Source: Bede the Venerable,
Ecclesiastical History of England
, trans. A. M. Sellar (London: George Bell & Sons, 1907).

Circa 685, Lindsey, England
Miracles from Heaven chase the Devil away

How a light from Heaven stood all night over King Oswald's relics, and how those possessed with devils were healed by them: “I think we ought not to pass over in silence the miracles and signs from Heaven that were shown when King Oswald's bones were found, and translated into the church where they are now preserved.

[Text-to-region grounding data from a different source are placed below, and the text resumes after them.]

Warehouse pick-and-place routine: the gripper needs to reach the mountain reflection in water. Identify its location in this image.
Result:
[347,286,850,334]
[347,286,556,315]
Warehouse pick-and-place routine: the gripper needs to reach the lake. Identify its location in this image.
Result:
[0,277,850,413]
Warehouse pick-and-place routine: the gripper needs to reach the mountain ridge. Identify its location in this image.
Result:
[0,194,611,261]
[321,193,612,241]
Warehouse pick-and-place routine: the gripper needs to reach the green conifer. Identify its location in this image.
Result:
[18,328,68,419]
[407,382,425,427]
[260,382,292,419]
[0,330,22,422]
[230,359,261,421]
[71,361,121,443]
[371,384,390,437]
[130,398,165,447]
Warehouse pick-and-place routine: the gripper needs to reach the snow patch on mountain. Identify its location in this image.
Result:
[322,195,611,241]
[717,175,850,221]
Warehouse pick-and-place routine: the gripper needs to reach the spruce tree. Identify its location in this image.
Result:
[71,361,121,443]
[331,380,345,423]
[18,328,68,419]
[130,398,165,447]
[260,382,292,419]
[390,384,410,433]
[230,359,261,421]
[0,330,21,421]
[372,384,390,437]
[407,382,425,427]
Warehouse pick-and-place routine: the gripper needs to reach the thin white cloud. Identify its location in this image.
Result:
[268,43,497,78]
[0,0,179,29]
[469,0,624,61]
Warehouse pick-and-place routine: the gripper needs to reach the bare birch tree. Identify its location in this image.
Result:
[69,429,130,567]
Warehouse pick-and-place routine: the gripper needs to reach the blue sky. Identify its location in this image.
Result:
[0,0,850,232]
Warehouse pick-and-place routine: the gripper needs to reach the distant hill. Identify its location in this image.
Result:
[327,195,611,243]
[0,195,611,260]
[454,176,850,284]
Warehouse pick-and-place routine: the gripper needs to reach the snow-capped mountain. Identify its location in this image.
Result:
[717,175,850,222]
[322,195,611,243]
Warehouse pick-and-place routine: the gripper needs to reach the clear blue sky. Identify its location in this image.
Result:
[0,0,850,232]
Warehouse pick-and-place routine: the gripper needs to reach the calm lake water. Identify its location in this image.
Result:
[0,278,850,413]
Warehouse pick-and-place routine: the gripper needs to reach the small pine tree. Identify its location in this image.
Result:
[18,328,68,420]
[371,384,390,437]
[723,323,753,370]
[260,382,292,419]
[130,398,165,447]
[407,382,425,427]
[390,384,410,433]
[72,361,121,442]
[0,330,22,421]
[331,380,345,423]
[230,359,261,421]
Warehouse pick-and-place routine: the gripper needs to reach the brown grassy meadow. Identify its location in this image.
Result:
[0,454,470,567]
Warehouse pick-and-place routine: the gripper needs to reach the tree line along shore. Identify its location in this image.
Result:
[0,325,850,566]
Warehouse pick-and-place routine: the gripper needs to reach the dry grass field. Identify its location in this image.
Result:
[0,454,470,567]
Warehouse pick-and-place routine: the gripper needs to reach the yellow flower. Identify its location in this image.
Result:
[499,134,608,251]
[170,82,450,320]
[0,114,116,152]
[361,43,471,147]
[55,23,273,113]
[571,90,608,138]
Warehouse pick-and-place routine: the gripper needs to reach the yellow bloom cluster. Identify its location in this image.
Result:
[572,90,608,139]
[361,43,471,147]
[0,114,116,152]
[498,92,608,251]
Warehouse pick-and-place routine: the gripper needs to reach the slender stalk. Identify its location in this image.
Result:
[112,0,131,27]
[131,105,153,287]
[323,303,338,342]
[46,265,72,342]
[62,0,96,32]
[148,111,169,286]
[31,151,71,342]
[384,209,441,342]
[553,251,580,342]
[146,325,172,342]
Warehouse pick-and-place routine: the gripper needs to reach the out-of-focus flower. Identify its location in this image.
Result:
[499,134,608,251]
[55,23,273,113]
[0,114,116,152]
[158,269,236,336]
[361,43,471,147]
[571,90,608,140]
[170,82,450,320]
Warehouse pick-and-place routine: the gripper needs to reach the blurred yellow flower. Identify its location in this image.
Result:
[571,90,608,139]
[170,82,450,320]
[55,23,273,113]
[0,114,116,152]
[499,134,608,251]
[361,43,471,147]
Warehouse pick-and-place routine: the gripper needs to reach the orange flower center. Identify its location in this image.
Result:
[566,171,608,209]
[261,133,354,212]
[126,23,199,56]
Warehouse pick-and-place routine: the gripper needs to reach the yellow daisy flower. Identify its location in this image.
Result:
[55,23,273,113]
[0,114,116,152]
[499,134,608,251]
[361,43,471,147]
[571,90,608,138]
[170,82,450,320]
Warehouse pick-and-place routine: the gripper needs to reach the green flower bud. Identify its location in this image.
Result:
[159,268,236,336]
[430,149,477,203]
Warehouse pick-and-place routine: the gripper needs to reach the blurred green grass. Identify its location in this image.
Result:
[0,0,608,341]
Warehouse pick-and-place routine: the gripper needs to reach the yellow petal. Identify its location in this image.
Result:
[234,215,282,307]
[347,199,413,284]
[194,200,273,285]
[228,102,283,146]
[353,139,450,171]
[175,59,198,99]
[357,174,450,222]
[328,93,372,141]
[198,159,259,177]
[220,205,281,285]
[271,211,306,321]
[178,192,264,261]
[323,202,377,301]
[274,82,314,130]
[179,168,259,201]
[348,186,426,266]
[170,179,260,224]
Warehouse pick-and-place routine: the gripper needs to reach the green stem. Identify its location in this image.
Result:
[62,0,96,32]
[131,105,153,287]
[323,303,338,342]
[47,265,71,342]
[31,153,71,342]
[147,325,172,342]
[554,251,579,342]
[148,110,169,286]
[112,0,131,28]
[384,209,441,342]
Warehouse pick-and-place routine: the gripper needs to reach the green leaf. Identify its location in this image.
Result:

“It was revealed by a sign from Heaven with how much reverence they ought to be received by all the faithful; for all that night,
a pillar of light, reaching from the wagon up to heaven, was visible in almost every part of the province of Lindsey
. Hereupon, in the morning, the brethren of that monastery who had refused it the day before, began themselves earnestly to pray that those holy relics, beloved of God, might be laid among them. (…) Then they poured out the water in which they had washed the bones, in a corner of the cemetery. From that time, the very earth which received that holy water had the power of saving grace in casting out devils from the bodies of persons possessed.

“Lastly, there came to visit her (the queen) a certain venerable abbess, who is still living, called Ethelhild, the sister of the holy men, Ethelwinand Aldwin, the first of whom was bishop in the province of Lindsey, the other abbot of the monastery of Peartaneu; not far from which was the monastery of Ethelhild. When this lady was come, in a conversation between her and the queen, the discourse turning upon Oswald, she said,
that she also had that night seen the light over his relics reaching up to heaven
. The queen thereupon added, that the very dust of the pavement on which the water that washed the bones had been poured out, had already healed many sick persons.

“The abbess thereupon desired that some of that health-bringing dust might be given her, and, receiving it, she tied it up in a cloth, and, putting it into a casket, returned home.

“Some time after, when she was in her monastery, there came to it a guest, who was wont to be grievously tormented with an unclean spirit at night; he being hospitably entertained, when he had gone to bed after supper, was suddenly seized by the Devil, and began to cry out, to gnash his teeth, to foam at the mouth, and to writhe and distort his limbs. (…) When no hope appeared of easing him in his ravings, the abbess bethought herself of the dust, and immediately bade her handmaiden go and fetch her the casket in which it was. As soon as she came with it, as she had been bidden, and was entering the hall of the house, in the inner part whereof the possessed person was writhing in torment, he suddenly became silent, and laid down his head, as if he had been falling asleep, stretching out all his limbs to rest. ‘Silence fell upon all and intent they gazed,' anxiously waiting to see the end of the matter. And after about the space of an hour the man that had been tormented sat up, and fetching a deep sigh, said, ‘Now I am whole, for I am restored to my senses.'”

 

Source: Bede the Venerable,
Ecclesiastical History of England
, op. cit.

April 750, Córdoba, Spain: Three suns, a sickle of fire

“In the nones of April, on Sunday during the first, second and almost the third hours, all the citizens of Cordoba saw three suns which shone and twinkled in a wonderful way preceded by a sickle of fire and emerald; and, from its appearance, by order of God, his angels devastated all the inhabitants of Spain with intolerable hunger.”

 

Source:
Cronica Mozarabe
of the year 754 (or “Continuatio Hispana de San Isidoro”).